A black and white photo of a house in a residential area with trees

For the last five years or so, our family of four has lived in a 700 square foot little, blue house. While we call it the “little blue house” and it is a very tiny home, it is not one of the trendy small homes you see on Instagram with neutral colors and maximized storage and space. 

The home we live in was built by my husband’s grandfather. It was a retirement home for him and his wife. The first time I stepped into this house, I felt so much peace and love. There is no doubt that this feeling was left there from the previous occupants, their friends and even strangers as well. While “home” is often categorized by size and decorating style (cottage, rustic, modern, minimalist or bohemian), we’ve come to define our home a bit differently. 

While in many ways we considered this move to be an upgrade, a small space with a growing family provides its fair share of challenges but we’ve learned some valuable lessons along the way. 

Here are a few of the ways we learned to redefine the concept of home:

Home isn’t dictated by how much space you have.

Square footage doesn’t have to dictate the joy you find within your four walls. Home is determined by the character, dreams, hobbies and presence of the people who occupy it.

Our home looks like two small children running in circles in a small space making loud noises, musician using the living room as a studio and student writer studying at the kitchen table while dinner cooks or on the bed amidst piles of laundry. We have learned to embrace a multi-functional space as we are multi-faceted people.

We have learned to embrace a multi-functional space as we are multi-faceted people.

A small space doesn’t equate to a small life.

While we downgraded in square footage, it was a huge upgrade in life. The home sits on a few acres and there is outdoor space for our children to play, to grow and raise things. It’s been a dream. We found community and opportunity in what some might have considered an unlikely place.

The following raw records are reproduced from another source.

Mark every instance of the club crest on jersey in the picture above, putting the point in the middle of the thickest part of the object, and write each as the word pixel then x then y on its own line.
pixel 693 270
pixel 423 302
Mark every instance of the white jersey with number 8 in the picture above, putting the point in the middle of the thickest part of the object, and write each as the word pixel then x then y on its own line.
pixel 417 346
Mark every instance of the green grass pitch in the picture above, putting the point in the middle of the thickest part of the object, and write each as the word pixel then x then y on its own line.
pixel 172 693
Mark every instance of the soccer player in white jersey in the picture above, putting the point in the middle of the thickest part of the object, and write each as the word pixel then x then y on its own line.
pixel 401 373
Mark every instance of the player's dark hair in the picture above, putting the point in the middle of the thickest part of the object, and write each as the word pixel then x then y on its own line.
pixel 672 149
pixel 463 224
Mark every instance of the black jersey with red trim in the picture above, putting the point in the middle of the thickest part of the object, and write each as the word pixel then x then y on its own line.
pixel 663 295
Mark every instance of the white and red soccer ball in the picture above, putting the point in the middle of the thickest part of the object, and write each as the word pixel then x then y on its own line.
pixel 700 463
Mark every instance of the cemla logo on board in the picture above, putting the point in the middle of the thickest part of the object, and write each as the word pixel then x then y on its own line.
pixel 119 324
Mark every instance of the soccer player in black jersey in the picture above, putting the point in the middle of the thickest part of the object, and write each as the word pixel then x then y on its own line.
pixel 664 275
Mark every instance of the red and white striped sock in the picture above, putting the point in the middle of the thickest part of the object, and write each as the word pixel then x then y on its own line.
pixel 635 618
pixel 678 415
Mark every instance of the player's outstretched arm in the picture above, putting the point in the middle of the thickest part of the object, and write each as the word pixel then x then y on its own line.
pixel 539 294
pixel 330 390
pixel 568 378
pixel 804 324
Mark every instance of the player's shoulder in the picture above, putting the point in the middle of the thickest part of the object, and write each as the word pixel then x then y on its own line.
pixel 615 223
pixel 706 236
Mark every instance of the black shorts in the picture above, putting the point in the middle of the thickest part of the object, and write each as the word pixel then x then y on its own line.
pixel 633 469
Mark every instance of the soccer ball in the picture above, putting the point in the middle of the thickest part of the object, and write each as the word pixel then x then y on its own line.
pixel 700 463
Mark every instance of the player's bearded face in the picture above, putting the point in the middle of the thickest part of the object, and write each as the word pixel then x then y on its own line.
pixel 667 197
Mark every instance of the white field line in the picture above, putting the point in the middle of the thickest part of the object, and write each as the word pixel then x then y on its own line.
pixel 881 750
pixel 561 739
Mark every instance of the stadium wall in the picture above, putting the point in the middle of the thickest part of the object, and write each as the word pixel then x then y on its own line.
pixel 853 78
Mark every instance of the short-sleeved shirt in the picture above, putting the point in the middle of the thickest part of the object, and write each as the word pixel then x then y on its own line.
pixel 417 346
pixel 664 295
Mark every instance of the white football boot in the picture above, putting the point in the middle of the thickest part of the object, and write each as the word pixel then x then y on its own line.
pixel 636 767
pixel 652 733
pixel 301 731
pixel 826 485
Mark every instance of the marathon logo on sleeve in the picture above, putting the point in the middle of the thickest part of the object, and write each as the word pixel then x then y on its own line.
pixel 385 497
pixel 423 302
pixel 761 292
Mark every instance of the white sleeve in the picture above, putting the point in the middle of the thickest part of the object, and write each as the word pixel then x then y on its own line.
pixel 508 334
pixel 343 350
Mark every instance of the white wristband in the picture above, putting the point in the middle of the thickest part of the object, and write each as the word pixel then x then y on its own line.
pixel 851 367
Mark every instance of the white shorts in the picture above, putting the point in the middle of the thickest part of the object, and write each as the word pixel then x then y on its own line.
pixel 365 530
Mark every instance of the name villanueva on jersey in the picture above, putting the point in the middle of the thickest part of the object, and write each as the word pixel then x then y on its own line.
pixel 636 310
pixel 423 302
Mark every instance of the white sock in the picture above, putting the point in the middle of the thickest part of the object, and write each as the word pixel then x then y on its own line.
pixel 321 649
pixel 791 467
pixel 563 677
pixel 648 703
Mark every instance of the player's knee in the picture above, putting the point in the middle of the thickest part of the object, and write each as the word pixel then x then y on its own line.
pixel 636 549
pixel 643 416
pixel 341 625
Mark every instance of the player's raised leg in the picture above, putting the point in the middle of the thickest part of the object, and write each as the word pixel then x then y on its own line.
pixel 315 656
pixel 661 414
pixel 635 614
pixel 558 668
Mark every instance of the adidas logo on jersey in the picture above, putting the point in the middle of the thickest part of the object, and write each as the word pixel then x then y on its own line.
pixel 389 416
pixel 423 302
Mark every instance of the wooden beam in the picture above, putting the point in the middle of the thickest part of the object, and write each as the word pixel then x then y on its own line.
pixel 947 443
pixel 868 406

We found community and opportunity in what some might have considered an unlikely place.

Home is where you do life.

Because a small space with multiple people has its challenges (aka there’s nowhere to hide), we have learned to retreat often to the outdoors in every season. 

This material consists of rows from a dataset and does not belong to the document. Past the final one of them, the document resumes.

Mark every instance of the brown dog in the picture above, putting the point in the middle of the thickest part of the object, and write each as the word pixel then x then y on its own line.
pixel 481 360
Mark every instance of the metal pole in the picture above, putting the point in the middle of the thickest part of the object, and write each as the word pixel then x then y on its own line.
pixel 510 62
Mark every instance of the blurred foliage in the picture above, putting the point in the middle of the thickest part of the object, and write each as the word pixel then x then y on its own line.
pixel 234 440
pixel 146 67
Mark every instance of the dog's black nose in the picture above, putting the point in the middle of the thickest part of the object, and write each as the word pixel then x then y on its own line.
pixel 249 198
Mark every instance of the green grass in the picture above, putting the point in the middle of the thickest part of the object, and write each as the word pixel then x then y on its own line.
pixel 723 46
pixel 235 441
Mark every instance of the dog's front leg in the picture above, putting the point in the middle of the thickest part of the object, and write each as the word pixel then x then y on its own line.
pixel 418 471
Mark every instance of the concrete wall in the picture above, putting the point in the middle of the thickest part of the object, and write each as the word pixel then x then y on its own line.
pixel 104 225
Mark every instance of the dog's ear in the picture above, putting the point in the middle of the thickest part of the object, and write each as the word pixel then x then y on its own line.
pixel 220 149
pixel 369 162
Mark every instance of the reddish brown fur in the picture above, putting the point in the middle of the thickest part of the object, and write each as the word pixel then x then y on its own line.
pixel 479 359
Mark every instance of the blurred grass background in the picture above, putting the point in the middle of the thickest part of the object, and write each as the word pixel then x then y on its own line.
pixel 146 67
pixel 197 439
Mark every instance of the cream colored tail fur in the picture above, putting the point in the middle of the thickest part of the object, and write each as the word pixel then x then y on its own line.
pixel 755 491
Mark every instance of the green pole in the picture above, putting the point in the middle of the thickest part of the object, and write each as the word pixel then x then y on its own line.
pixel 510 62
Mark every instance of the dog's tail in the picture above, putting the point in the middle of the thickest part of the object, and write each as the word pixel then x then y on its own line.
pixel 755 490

We have spent so much more time taking long walks together, blowing bubbles, watching our children ride bikes and making back porch fires partially out of necessity. Less space indoors has meant more time spent outdoors. There’s something about a freshly mowed lawn, sunflowers swaying in the summer and lying on your back in a hammock while the spring breeze blows that I never appreciated before. 

Though we look forward to moving to a home in the future with a little more elbow room, I cherish the lessons our little blue house has taught us: to not be limited by a decorating style or size but to let the people who live in the space define it.

We have learned to expand our definition of home to include all spaces where life happens. The size of your home doesn’t have to dictate the joy you find within it. 

We have learned to expand our definition of home to include all spaces where life happens.

How do you define home? What makes a space feel “homey” and safe?